Mr. Perfect vs. Mr. Hughes (w/ Harvey Wippleman)

The WWF signed Mr. Hughes to be another big man for Wippleman’s group. They effectively killed off any remaining mystique that Gonzalez had at Mania, so they needed someone else to attempt to make this feud interesting. Hughes is already in the ring when they return and he’s holding the urn while pointing at himself. Mr. Perfect then enters the arena and Heenan still sounds salty about him. Perfect gets in the ring and tosses his towel behind his back. It lands on Hughes’ shoulder, so Perfect smirks about his accuracy. He then swats his gum, so Heenan uses the Brain Scan to depict Perfect hitting a foul ball swing. (Also, during the match, they do an inset promo with Bret Hart. Ross asks him who he’d like to face and Bret says it’s down to either endurance (Perfect) or brawling (Hughes), but he’d prefer endurance. He also says he likes Perfect better.)

Hughes shoves Perfect around the ring, but Perfect catches him with an arm drag and a dropkick. Hughes doesn’t fall and answers with a punch that sends Perfect over the ropes. He then brings Perfect inside and hits headbutts and forearms before locking him in a neck vice. Perfect fights out of the hold, but Hughes hits a side kick and goes back to it. Perfect then tries pulling his tie, but that doesn’t work. (He should be careful. You can get fired for that. Just ask Daniel Bryan.) Then, Hughes whips Perfect into the corner and Perfect bumps like a boss for him, but Hughes misses a running knee attack on the ropes. Perfect answers with a hip toss, back drop, and neck whip, so Hughes grabs the urn and clocks him for a disqualification.

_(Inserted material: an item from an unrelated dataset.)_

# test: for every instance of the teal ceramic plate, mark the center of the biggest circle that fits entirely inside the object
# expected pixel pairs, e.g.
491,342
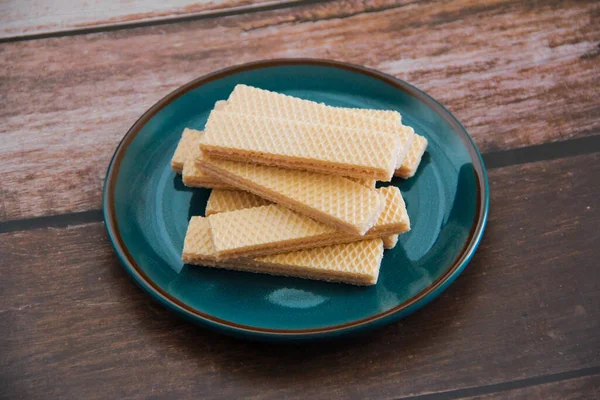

Mr. Perfect did his best to make Hughes look good, but nothing could save this match. Hughes is slow when he’s in control and he’s sloppy. Also, the finish made Hughes look like a fool. Hughes beating down the Undertaker made him look strong, but this match didn’t help that image. The finish made him look panicked and desperate. The WWF is having a lot of issues making Wippleman’s monsters look impressive.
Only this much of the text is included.